China's current rulers have branded the Tiananmen Papers as fake, but they are circulating now on the internet and will be published in Chinese sometime this spring. China's current rulers have refused any open discussion of events surrounding April-June 1989. Hundreds of political prisoners from the revolt remain in jail under harsh sentences.

The CP knows that in 1989 it was close to losing its grip on power. This helps to explain the vicious state attacks on the seemingly benign and apolitical Falun Gong movement. The CP leadership must have been shocked to see 10,000 Falun Gong practitioners appearing to come out of nowhere to surround their compound in Beijing on April 25, 1999. This occurred despite tight security on the eve of the tenth anniversary of the Tiananmen Square massacre.

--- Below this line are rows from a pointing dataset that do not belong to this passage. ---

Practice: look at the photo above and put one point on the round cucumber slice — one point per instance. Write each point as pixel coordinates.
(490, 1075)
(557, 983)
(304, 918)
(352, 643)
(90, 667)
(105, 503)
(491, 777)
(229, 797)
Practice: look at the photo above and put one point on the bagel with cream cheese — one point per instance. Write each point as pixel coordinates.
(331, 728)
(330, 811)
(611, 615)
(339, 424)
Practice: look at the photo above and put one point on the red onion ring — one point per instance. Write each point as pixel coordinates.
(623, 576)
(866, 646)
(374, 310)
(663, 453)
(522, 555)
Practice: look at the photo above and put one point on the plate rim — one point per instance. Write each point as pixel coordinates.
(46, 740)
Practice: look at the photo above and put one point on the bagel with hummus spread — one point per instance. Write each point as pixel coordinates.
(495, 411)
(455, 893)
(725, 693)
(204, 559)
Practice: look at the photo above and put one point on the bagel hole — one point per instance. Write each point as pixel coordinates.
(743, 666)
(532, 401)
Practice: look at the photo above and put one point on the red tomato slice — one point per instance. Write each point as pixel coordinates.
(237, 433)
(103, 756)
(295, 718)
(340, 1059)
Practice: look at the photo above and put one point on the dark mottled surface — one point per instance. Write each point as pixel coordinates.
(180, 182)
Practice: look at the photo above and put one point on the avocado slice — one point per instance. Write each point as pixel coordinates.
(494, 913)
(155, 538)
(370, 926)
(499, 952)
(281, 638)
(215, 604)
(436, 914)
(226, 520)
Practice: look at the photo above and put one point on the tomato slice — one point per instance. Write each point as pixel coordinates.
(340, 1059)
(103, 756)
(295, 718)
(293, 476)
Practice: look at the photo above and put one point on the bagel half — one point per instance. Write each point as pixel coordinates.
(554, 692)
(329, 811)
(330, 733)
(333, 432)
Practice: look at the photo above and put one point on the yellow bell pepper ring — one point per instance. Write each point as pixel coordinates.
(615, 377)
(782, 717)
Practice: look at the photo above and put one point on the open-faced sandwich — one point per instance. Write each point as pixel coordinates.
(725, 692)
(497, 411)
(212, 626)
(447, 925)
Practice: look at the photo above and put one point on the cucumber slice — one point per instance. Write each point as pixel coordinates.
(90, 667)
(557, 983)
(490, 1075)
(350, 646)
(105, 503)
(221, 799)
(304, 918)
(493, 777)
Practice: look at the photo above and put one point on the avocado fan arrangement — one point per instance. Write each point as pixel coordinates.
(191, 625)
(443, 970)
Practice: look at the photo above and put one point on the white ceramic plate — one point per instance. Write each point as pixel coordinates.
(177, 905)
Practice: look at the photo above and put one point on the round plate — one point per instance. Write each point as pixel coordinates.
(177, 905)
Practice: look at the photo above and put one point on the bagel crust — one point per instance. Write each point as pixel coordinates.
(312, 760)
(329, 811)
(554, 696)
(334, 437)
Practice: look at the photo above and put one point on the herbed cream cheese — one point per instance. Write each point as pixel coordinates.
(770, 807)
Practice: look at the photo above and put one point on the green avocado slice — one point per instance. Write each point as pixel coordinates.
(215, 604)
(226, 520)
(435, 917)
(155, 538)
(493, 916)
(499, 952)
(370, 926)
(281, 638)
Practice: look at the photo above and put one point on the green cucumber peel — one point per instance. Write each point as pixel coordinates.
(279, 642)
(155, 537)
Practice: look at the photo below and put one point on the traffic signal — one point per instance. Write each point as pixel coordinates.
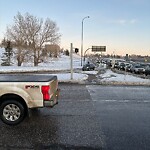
(76, 50)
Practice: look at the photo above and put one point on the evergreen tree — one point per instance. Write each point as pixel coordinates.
(7, 55)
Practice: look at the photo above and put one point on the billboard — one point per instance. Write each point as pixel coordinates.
(98, 48)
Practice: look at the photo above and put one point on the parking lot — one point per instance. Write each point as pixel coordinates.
(90, 117)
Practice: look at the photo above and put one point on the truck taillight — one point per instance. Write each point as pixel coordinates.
(45, 92)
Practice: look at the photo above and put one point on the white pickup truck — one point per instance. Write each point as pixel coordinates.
(21, 92)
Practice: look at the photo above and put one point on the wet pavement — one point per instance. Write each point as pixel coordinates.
(88, 117)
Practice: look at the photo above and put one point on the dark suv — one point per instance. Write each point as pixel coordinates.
(88, 67)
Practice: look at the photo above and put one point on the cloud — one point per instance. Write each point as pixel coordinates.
(123, 21)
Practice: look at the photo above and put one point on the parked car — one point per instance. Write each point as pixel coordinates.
(88, 67)
(138, 68)
(121, 66)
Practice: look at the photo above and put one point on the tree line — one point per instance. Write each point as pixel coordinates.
(26, 39)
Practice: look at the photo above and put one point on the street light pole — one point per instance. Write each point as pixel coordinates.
(82, 38)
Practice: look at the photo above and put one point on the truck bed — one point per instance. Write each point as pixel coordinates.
(26, 77)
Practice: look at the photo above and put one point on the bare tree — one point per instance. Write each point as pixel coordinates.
(31, 33)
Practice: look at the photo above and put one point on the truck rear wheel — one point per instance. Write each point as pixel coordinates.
(12, 112)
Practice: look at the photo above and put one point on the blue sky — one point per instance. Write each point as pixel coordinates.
(123, 26)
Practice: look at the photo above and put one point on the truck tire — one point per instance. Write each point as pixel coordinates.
(12, 112)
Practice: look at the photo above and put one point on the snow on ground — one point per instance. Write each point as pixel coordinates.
(112, 77)
(62, 65)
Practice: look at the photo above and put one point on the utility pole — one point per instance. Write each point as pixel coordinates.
(71, 61)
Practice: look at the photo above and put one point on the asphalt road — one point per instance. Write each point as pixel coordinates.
(90, 117)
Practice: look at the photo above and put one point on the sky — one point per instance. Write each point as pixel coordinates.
(123, 26)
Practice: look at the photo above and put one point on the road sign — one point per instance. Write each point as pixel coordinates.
(98, 48)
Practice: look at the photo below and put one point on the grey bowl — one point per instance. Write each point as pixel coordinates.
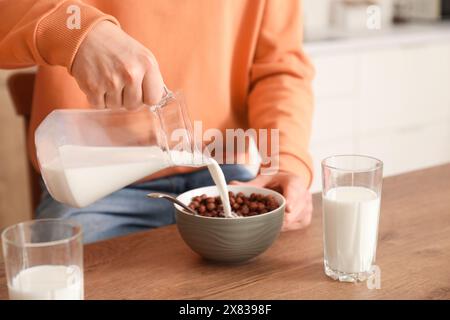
(229, 240)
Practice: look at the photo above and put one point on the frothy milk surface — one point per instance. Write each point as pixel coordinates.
(87, 174)
(47, 282)
(350, 217)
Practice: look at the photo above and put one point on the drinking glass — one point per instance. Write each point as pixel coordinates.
(351, 197)
(44, 260)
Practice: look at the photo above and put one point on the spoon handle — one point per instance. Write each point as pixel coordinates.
(156, 195)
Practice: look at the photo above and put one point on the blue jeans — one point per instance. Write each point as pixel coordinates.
(129, 210)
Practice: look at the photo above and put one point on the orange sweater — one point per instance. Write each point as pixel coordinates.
(239, 63)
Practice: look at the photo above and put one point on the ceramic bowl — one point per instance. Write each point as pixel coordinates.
(229, 240)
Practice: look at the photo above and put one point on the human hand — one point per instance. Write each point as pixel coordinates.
(114, 70)
(298, 198)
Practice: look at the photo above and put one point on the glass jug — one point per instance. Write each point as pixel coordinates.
(86, 154)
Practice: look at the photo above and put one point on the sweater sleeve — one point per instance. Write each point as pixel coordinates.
(40, 32)
(280, 94)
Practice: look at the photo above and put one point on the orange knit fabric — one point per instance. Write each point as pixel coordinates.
(239, 63)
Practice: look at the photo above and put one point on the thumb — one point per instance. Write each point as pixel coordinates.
(259, 181)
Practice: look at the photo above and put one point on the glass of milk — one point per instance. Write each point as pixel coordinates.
(44, 260)
(351, 208)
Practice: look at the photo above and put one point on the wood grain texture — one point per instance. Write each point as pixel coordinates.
(413, 254)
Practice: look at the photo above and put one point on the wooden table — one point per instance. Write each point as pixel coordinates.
(413, 255)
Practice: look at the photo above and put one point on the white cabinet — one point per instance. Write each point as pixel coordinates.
(404, 86)
(392, 103)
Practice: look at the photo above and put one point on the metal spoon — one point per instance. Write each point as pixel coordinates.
(157, 195)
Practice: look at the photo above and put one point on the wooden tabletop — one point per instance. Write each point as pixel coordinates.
(413, 255)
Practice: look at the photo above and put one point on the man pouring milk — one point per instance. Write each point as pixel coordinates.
(240, 64)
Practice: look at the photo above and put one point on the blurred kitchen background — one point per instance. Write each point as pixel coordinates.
(382, 88)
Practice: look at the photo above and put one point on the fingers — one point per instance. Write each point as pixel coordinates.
(132, 95)
(299, 219)
(113, 99)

More importantly, international support is rallying around Cao Maobing, an electrician who tried to form an independent labor union at a state-owned silk mill in Jiangsu Province, eastern China, after the official CP-controlled union did nothing to help the workers on issues concerning pensions, unemployment benefits and corruption of factory management. Cao was forcibly put into a psychiatric hospital, and was given drugs and shock treatment after going on a hunger strike in January to protest his detention.

It is an old Stalinist practice to forcibly commit people with dissident ideas into mental hospitals. Nonetheless, a new generation in China is seeking new ideas and some are turning to a re-examination of Marx's Marxism through conferences, translations, and new commentaries.